Por rehabilitación, el guardia se refería a la función rehabilitadora de la pena. El principio de la privación de la libertad según el cual, más que un castigo, la cárcel tiene que ser un espacio para que la persona que rompe el “pacto social” (representado en las leyes) se pueda “reintegrar” a la sociedad y no vuelva a delinquir. Más allá de la tensión que pueda haber en las funciones del INPEC, o de la utilidad del concepto de “reintegración a la sociedad” (como si alguien pudiese existir fuera de esta), los procesos de reintegración efectiva son una deuda histórica con la población privada de la libertad en Colombia y una de sus principales demandas en prácticamente todos los centros penitenciarios del país.
Dos de los principales mecanismos de reintegración, el trabajo y la educación, funcionan pobremente y de manera desarticulada con las necesidades de las personas privadas de la libertad. Las oportunidades laborales en el mundo de los penados están reducidas a labores asistenciales dentro de las cárceles, como una forma de aliviar la falta de recursos del sistema penitenciario, a la vez que, de taquito, se “cumple” con la función restaurativa. Adicionalmente, las plazas de trabajo son escasas y son mediadas por el tráfico de influencias de los caciques o plumas, los jefes de los patios y quienes imponen las reglas, así como del guardia ocasional que “vende” el cupo.

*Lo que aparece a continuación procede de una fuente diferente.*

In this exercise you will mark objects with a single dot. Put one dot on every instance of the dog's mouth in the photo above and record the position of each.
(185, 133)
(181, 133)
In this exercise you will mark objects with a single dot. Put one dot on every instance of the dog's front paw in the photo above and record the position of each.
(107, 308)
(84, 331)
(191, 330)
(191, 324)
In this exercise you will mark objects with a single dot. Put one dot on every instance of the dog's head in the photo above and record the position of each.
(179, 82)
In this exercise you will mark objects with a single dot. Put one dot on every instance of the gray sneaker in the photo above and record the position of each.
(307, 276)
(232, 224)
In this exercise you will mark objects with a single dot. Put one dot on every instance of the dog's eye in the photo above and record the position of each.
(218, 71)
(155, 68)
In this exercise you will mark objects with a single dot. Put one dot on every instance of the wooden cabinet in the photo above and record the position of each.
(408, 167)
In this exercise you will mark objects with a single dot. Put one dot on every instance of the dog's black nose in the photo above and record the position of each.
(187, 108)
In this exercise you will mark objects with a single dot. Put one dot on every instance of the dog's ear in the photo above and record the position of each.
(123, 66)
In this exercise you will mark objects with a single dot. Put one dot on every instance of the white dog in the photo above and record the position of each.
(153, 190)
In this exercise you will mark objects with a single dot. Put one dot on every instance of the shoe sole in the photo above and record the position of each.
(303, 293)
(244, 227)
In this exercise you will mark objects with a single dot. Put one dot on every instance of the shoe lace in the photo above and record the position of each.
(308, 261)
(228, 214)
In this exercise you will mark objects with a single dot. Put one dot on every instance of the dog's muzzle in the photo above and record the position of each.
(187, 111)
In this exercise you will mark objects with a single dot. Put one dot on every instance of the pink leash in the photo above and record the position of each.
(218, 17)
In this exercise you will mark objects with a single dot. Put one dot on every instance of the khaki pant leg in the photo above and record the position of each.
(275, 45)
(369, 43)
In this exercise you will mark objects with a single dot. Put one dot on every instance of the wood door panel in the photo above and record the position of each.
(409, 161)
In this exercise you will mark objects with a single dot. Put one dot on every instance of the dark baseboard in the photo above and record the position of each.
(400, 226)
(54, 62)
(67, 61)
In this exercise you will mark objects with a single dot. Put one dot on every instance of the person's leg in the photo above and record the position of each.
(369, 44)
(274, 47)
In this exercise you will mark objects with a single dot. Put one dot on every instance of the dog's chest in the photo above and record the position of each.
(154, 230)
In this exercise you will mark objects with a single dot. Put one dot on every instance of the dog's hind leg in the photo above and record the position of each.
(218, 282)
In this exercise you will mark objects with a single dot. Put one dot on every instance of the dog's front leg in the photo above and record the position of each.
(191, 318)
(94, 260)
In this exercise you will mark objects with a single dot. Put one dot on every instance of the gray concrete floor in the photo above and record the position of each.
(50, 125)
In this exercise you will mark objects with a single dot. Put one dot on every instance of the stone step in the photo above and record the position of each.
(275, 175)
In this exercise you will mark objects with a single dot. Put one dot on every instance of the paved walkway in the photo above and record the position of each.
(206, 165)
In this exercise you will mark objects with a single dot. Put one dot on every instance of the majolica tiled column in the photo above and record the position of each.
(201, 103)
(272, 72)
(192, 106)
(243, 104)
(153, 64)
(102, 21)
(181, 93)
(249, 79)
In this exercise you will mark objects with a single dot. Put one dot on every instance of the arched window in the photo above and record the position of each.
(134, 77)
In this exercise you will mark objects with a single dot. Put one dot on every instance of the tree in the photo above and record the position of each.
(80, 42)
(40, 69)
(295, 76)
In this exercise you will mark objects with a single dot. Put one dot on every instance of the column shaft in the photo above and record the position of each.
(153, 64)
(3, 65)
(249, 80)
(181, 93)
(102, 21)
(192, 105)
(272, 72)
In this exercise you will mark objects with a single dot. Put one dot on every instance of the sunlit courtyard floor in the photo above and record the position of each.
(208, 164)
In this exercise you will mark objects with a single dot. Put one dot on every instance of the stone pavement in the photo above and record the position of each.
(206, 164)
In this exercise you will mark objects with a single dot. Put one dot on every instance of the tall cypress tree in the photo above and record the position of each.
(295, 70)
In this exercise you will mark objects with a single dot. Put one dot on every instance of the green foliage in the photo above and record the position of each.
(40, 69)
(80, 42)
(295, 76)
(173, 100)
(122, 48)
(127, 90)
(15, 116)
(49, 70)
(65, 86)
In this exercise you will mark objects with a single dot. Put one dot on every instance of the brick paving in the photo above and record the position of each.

Los procesos educativos, por su parte, son aún más escasos y dependen de la infraestructura física y la capacidad logística de cada centro penitenciario, por lo que en pocas ocasiones se cuentan con suficientes computadores o conexión a internet para quienes avanzan en carreras técnicas o profesionales; o profesores para quienes validan su educación básica y secundaria.
Tomar las banderas de la población carcelaria es una lucha costosa que pocos políticos y organizaciones de la sociedad civil están dispuestas a enfrentar. En últimas, en el imaginario de una buena parte de la población colombiana, pocas (o ninguna) deberían ser las garantías que debería recibir una persona que rompió la ley. Las carencias, los abusos y, en general, una vida indigna son parte del “castigo” que deben enfrentar “a ver si así aprenden”. Sin embargo, ya es hora de que las personas privadas de la libertad dejen de ser atendidas por “policías malos”, es decir, los funcionarios especializados en mantener el control y la seguridad de los reclusos, y tengan más acceso a “policías buenos”: profesionales en distintas áreas del cuidado físico, psicológico y emocional, a los cuáles se les permita (y se les financie) el trabajo psicosocial y educativo con los presos.
Por el diseño de ascenso del INPEC, la organización cuenta con miles de profesionales en distintas áreas: abundan los abogados, psicólogos, trabajadores sociales y pedagogos. Sin embargo, el área de tratamiento en cada cárcel suele estar reducido a un pequeño grupo de salones con decoraciones noventeras y pupitres vacíos y muy rayados, junto una sala con unos cuantos computadores, donde tres guardianes reclutas se aseguran de que unas pocas personas privadas de la libertad estén en clase o en un requerimiento judicial de última hora.
Urge hacer un mejor uso de las capacidades con las que ya cuenta el INPEC para transformar la vocación de tratamiento en la institución. Dos cambios sencillos podrían tener un gran impacto en la población privada de la libertad. Uno, fortalecer los vínculos ya existentes con instituciones educativas, como el SENA, universidades regionales y a distancia, para masificar la cantidad de cupos ofertados. Y dos, integrar las ofertas de trabajo con la formación técnica en oficios, como las personas privadas de la libertad que trabajan en los “ranchos” (la cocina de cada patio), y quienes podrían estudiar gastronomía, por poner tan sólo un ejemplo.
El “policía malo” cumple una función fundamental. La seguridad y el control de los patios son actividades necesarias y sobre estas se erigen los centros penitenciarios. La labor del INPEC, sin embargo, no tiene porqué restringirse únicamente a ello. Entre más se diversifique y se abogue por un tratamiento efectivo, nos alejaremos más de las cárceles como un LinkedIn de la delincuencia y más al espacio rehabilitador que, en principio, debería ser.